Kompas, Kamis, 28 Oktober 2010 | 03:52 WIB
Asvi Warman Adam
Jarang disebut bahwa Kongres Pemuda II tahun 1928 yang melahirkan Sumpah Pemuda dipimpin oleh Soegondo Djojopoespito yang berasal dari kalangan Taman Siswa. Soegondo lahir 22 Februari 1905 di Tuban, Jawa Timur.Jika Soekarno pernah tinggal di rumah HOS Tjokroaminoto di Surabaya dan menganggap tokoh itu sebagai guru politiknya, maka Soegondo ketika bersekolah di AMS Yogyakarta pernah mondok di rumah Surjadi Surjaningrat (Ki Hajar Dewantara). Maka, jadilah Soegondo seorang praktisi dan kemudian tokoh pendidikan. Ia memimpin lembaga pendidikan Taman Siswa di Bandung tahun 1932. Menikah dengan Suwarsih pada tahun yang sama dan bersama-sama mendirikan sekolah Loka Siswa di Bogor. Selanjutnya ia mengajar di Taman Siswa Semarang dan tahun 1940 di Taman Siswa Jakarta. Tahun 1941 ia dipercaya menjadi Direktur Antara.
Tahun 1933 ia menjadi aktivis partai Pendidikan Nasional Indonesia yang dipimpin Hatta. Bersama dengan Sjahrir dan beberapa orang lainnya, tahun 1948 Soegondo ikut mendirikan Partai Sosialis dan menjadi ketua partai ini untuk wilayah Yogyakarta/Jawa Tengah. Setelah Indonesia merdeka, ia menjadi anggota Badan Pekerja KNIP dan Menteri Pembangunan Masyarakat pada kabinet Halim (ketika RI jadi bagian RIS) tahun 1950.

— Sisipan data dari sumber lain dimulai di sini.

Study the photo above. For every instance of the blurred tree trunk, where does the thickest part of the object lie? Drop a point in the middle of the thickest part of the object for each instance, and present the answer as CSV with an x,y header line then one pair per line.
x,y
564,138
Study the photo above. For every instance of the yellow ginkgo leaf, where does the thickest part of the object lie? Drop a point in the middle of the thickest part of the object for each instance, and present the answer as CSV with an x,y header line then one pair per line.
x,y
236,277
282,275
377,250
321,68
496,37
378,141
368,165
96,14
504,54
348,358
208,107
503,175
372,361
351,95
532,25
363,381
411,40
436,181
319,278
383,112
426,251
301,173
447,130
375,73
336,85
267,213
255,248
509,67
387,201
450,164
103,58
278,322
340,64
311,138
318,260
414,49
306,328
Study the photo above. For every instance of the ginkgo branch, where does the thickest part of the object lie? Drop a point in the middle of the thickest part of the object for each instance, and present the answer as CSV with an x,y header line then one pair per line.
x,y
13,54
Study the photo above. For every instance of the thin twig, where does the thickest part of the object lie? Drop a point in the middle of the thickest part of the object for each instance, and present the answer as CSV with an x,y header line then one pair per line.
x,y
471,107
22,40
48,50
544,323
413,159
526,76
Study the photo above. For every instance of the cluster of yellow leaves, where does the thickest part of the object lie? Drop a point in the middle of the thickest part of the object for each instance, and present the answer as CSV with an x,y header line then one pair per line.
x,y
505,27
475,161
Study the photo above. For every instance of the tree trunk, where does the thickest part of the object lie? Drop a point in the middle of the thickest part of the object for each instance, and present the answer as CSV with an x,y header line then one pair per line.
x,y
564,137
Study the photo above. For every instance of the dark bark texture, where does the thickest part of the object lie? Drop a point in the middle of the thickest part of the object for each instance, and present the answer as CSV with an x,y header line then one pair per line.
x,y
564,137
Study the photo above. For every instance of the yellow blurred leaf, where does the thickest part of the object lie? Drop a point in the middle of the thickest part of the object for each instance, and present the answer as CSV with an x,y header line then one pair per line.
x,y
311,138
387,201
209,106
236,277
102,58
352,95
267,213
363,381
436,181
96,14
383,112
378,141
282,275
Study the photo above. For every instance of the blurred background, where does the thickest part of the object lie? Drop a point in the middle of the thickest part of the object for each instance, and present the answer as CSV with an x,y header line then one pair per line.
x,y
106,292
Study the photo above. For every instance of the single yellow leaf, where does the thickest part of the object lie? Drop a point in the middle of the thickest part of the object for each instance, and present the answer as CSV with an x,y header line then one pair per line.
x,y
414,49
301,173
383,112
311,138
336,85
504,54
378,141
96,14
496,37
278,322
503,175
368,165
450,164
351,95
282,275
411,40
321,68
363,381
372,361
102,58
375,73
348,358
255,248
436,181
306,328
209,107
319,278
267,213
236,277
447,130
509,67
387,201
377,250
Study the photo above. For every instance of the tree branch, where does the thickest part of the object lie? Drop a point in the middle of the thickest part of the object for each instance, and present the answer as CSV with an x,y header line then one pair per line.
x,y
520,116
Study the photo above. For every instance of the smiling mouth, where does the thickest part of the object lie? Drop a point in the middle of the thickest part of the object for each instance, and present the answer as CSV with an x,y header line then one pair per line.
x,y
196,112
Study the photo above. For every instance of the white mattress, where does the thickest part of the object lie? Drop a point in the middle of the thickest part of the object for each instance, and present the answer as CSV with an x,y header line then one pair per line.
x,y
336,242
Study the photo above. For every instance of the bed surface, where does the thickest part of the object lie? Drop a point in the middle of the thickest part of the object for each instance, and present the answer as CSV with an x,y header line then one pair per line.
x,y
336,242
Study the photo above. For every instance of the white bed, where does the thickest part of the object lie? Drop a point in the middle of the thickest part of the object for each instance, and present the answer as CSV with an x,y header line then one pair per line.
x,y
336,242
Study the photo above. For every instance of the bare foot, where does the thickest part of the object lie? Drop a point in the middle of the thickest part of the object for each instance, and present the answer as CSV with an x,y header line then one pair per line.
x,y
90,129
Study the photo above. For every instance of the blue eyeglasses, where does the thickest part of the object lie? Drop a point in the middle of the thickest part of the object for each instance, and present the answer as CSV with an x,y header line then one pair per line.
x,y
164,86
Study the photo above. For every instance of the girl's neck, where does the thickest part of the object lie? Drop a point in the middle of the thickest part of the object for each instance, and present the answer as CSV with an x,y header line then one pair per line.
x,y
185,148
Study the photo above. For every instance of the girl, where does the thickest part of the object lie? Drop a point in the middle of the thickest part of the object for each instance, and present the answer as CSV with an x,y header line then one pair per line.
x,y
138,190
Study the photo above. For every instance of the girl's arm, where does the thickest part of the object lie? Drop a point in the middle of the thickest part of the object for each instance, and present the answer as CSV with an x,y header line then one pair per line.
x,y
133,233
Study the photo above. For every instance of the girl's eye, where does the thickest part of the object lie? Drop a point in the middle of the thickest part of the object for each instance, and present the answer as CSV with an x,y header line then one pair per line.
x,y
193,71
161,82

Soegondo melanjutkan pendidikan pada Sekolah Tinggi Hukum di Batavia tahun 1925 (walaupun tidak sampai tamat). Ia tinggal di rumah seorang pegawai pos, karena ini ia bisa mendapatkan majalah Indonesia Merdeka yang sebetulnya dilarang masuk ke Hindia Belanda.

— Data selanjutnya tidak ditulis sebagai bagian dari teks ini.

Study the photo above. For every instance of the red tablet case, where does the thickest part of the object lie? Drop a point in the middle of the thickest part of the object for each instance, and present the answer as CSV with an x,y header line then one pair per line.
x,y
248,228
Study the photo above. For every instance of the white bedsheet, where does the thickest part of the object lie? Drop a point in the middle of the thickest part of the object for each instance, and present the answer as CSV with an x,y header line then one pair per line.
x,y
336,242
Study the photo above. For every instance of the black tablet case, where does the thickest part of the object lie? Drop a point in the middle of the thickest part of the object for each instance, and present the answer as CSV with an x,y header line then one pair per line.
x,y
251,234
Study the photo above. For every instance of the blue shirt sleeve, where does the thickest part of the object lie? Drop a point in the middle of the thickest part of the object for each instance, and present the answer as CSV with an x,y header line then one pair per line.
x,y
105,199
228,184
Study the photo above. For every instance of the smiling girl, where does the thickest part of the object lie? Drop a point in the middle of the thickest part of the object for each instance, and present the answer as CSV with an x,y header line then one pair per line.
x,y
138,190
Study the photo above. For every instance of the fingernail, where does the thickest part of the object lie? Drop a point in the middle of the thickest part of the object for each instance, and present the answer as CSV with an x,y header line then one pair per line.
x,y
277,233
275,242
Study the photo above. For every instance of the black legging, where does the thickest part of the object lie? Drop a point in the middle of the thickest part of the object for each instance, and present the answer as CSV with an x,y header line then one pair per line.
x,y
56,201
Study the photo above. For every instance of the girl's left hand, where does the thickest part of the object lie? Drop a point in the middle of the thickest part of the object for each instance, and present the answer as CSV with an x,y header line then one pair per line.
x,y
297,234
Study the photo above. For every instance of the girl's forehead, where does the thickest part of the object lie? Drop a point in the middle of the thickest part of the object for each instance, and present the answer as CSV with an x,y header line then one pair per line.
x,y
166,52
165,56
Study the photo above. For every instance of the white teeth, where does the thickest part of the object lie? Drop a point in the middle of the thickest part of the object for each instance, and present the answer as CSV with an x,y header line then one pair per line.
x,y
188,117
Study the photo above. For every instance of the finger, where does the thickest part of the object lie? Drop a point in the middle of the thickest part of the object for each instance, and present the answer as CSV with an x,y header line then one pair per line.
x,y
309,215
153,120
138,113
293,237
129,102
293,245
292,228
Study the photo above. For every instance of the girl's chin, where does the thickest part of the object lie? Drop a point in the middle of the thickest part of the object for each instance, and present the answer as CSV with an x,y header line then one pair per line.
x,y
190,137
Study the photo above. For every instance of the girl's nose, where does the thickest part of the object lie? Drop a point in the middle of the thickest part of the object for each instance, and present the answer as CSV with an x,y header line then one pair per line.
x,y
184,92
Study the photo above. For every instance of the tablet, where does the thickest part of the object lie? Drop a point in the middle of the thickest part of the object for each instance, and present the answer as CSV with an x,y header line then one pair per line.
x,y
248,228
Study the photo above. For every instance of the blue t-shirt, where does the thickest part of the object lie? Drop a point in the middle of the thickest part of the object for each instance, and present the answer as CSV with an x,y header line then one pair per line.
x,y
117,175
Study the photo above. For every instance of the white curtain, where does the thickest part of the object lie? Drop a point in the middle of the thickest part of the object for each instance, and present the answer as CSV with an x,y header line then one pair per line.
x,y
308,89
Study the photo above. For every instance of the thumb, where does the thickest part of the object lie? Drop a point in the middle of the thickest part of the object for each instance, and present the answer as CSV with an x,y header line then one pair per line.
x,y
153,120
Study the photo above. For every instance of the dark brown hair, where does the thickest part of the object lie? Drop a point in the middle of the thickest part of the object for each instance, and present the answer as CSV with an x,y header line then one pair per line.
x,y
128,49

Wawasan kebangsaan Soegondo semakin terbuka setelah membaca terbitan Perhimpunan Indonesia di Belanda. Inilah yang menggerakkan Soegondo untuk mendirikan Perhimpunan Pelajar Pelajar Indonesia (PPPI) dengan beberapa temannya tahun 1926. Tahun 1928, mereka merencanakan rapat umum yang kemudian dikenal sebagai Kongres Pemuda II. Panitianya diketuai Soegondo, Yamin sebagai sekretaris, dan Amir Sjarifuddin sebagai bendahara.
Nyaris gagal
Soegondo melakukan persiapan dengan saksama. Selain membicarakan dengan para pengurus organisasi kepemudaan, ia juga mendatangi panitia Kongres Pemuda sebelumnya, serta meminta lulusan Belanda, Mr Sunario dan Mr Sartono, sebagai penasihat. Kongres ini nyaris gagal karena tak ada izin. Maka, Sunario bersama Arnold Manuhutu mendatangi pembesar Hindia Belanda yang dapat mengubah keputusan polisi, yakni K de Jonge.

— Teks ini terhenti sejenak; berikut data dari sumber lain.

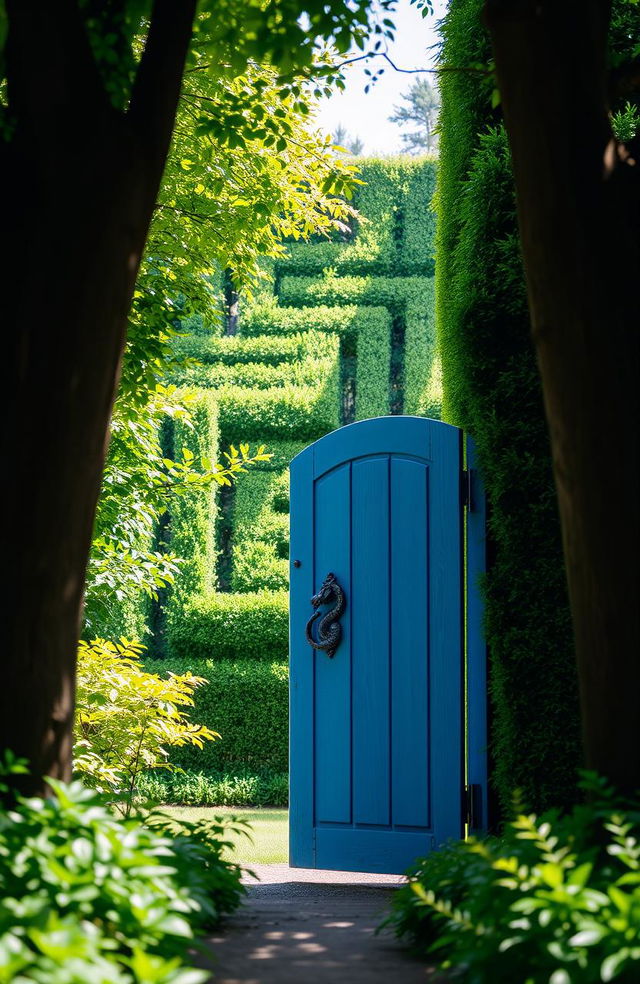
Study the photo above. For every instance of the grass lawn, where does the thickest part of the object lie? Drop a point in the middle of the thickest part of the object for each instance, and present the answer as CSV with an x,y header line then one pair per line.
x,y
269,842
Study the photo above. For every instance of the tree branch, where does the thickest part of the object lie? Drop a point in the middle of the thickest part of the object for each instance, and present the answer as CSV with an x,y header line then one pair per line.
x,y
625,80
414,71
54,37
155,93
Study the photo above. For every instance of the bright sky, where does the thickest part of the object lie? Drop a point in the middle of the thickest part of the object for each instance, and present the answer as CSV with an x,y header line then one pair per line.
x,y
366,115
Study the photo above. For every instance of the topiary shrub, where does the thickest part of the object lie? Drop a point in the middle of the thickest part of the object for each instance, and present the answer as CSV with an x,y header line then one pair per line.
x,y
252,626
249,701
492,389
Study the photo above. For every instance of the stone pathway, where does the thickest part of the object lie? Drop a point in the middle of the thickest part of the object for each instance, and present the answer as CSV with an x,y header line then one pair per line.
x,y
300,925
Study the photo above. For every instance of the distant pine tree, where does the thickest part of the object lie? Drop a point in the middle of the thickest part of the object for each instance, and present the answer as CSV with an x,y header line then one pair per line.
x,y
341,138
420,112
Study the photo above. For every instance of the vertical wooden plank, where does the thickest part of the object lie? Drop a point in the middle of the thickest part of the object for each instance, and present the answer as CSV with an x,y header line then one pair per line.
x,y
301,840
446,630
476,645
370,640
333,676
409,643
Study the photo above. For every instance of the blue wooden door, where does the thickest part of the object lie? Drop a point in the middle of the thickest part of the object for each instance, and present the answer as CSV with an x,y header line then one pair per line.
x,y
376,726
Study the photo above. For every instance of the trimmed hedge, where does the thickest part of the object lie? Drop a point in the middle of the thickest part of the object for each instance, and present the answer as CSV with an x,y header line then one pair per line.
x,y
373,365
260,535
348,322
390,292
234,349
256,375
252,626
417,250
247,703
492,389
193,514
422,378
215,788
296,412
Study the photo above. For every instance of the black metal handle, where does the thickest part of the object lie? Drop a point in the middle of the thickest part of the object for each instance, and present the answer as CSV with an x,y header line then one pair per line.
x,y
329,628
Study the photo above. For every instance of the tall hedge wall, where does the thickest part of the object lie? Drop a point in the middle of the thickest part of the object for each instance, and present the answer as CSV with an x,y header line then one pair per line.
x,y
336,331
491,388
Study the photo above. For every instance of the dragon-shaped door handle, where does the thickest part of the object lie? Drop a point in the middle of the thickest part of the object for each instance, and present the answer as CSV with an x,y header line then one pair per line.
x,y
329,628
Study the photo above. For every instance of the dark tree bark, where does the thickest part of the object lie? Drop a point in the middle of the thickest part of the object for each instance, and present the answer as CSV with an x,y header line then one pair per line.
x,y
579,217
80,180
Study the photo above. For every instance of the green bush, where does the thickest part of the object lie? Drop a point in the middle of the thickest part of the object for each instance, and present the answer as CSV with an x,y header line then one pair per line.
x,y
373,365
417,250
391,292
233,349
260,535
231,626
491,388
216,788
86,897
193,515
555,901
294,412
348,322
422,383
257,566
249,702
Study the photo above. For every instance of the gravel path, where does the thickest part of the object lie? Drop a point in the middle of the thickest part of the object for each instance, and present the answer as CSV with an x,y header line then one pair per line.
x,y
301,926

Perundingan itu tidak selesai dalam satu hari. Hari berikutnya selama berjam-jam Sunario kembali membujuk pejabat tinggi Belanda itu yang akhirnya memerintahkan polisi memberi izin, dengan syarat kongres itu tidak boleh mengkritik kebijakan atau mengeluarkan pernyataan yang bersifat menghasut dan melawan Pemerintah Hindia Belanda.
Kongres hari pertama tanggal 27 Oktober 1928 sempat dihentikan polisi dua kali: pertama, ketika seorang pembicara menyebut istilah ”kemerdekaan” dan, kedua, tatkala terdengar ajakan supaya putra-putri bekerja lebih keras agar tanah air Indonesia dapat menjadi negara seperti Inggris dan Jepang. Ratusan orang menghadiri kongres itu dan di luar polisi bersenjata berjaga-jaga. Jadi, acara itu terselenggara tidak dengan mudah, tetapi berkat kerja sama dan keberanian para pemuda yang diketuai Soegondo Djojopoespito.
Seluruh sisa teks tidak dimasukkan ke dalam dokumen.